The Human Level & the Divine Level

We live in a world that contains human-level things and those that are God-level. Centuries ago, when people did not understand something, they put it above on the God level: that it was God doing it. As scientific learning increased, less and less was ascribed to God above.

Now there is talk of some who seem to find that the world began without dependence on any God-power. Such theories are put forward on the basis of various discoveries, but none of these face the contradiction of how energy force can be at work in world-wide vacuum where nothing is in existence.

In our individual world we have the two levels. Human pride and other such forces like to edge themselves into the God-level space and assert its own force and make its own rules of control of right and wrong. The humility of religious faith and right reason give us assurance that we live in a world that contains both the human level and that which belongs to the level of God. The forces of self-pride stand ready for everyone to use it. In regard to things of human level, we can gain the knowledge and understanding to make ones own choice. But even at this earthly level, we are at a loss to choose every control over ourselves, as for example in the matter of sickness and accidental injury.

Yet human pride edges forward seeking to gain a say-so. How much more imbalance can be present in matters of the God-level in our lives?

How often in a closed car, moving at 55 miles an hour, we see a fly. Inside the closed car, the fly can move comfortably and land where it chooses. It is in two worlds, so to say: the one inside the car, and the larger world outside, in which the car speeds along. If a car speeds along, and the car window is opened, the fly cannot deal with the strong wind coming in.

We are like the fly in the closed car. How often we human beings make efforts to “open the windows,” to loosen safety restrictions that keep life moral and good in virtues. What happens to rules keeping marriages to be lasting and virtuous? Is it God who wants schools closed because of low count of students?

It seems quite definite that the Prophet Isaias tells us, in the first reading, that God bestows his own authority on persons amongst us: “On that day I will summon my servant…and give over to him your authority.
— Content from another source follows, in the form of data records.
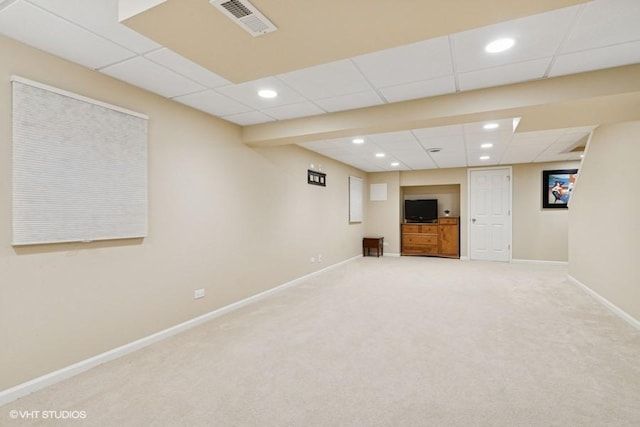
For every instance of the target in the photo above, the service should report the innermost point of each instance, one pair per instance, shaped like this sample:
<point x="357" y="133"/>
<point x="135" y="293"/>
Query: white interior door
<point x="490" y="214"/>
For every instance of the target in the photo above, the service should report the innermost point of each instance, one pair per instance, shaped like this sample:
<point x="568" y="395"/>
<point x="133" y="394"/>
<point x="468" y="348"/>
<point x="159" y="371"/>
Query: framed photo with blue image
<point x="557" y="187"/>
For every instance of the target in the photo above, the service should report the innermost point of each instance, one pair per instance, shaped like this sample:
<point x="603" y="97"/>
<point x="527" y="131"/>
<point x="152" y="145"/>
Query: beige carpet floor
<point x="379" y="342"/>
He shall be a father to the inhabitants and to the house…. I will place the key of the House of David on his shoulder…. I will fix him like a peg in a sure spot, to be a place of honor for his family.”

This text indicates that our families will have someone God will depend on “to be a place of honor for his family” as a way to heaven.
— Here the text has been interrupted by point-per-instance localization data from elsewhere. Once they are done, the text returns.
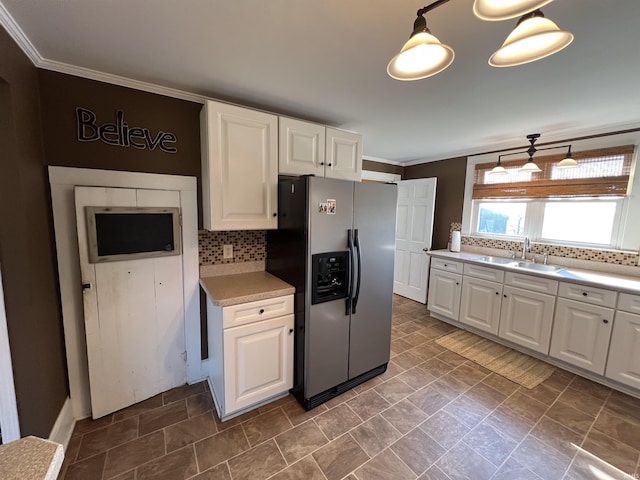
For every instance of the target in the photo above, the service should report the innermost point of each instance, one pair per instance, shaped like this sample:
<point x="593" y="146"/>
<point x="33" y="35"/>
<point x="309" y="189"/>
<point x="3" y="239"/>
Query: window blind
<point x="601" y="172"/>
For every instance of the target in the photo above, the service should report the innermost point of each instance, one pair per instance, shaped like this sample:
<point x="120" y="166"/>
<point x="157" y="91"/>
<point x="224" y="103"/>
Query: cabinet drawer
<point x="629" y="303"/>
<point x="486" y="273"/>
<point x="259" y="310"/>
<point x="531" y="282"/>
<point x="448" y="265"/>
<point x="594" y="295"/>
The second reading tells us that our minds and souls need to be kept busy with God’s place in our lives, dealing with the mystery of his close presence in our daily lives. “Oh the depth of the riches and wisdom and knowledge of God! How inscrutable are his judgments and unsearchable his ways!” We must grow in our efforts to grow in knowing God’s real reason for our lives. “For from him and through him and for him are all things.”
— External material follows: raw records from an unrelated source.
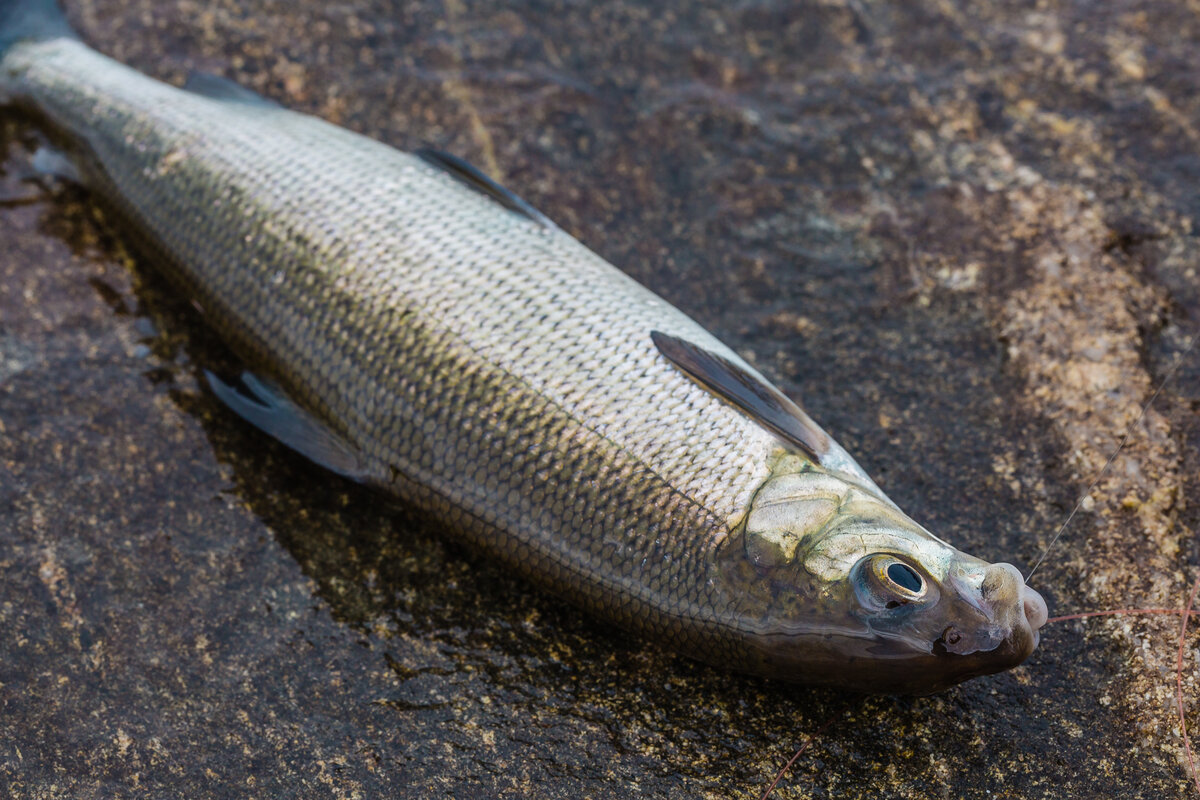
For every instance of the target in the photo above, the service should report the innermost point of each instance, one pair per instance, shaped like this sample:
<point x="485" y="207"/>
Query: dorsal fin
<point x="748" y="392"/>
<point x="475" y="179"/>
<point x="269" y="409"/>
<point x="217" y="88"/>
In the Gospel Jesus asks the disciples: “Who do people say that the Son of Man is?” They reply with several names. Then he said, “Who do you say that I am?” Simon Peter was the first to reply, “You are Christ the Son of the living God.” In reply, Jesus said, “Blessed are you Simon son of Jonah. For flesh and blood has not revealed this to you, but my heavenly Father. And so I say to you, you are Peter, and upon this rock, I will build my Church.” Jesus goes on to explain, “the gates of the netherworld shall not prevail against it.” The keys of the kingdom of heaven will be given to him and whatever he binds or looses on earth will be bound and loosed in heaven. Here then the Lord Jesus Christ bestows divine powers upon Peter and the Church of which he was to be the head at the founding of the one true Church of Jesus Christ, the Catholic Church.

Thanks be to God that we are truly bound up in it!

Homily by Rev. Anselm Boeke
Celebration of his 90th Birthday, & 65th year of priesthood
Saint Mary Parish
August 24, 2008

1 comment:

Anonymous said...

What an amazing example of a priesthood fully lived in the service of the Gospel! Thank God for priests like him! This analogy of the fly in the car is great. I've heard a similar analogy from Chesterton about the rules of the Church being like the fence of a playground. If only we could all realize the freedom that the fence and the car windows allow us.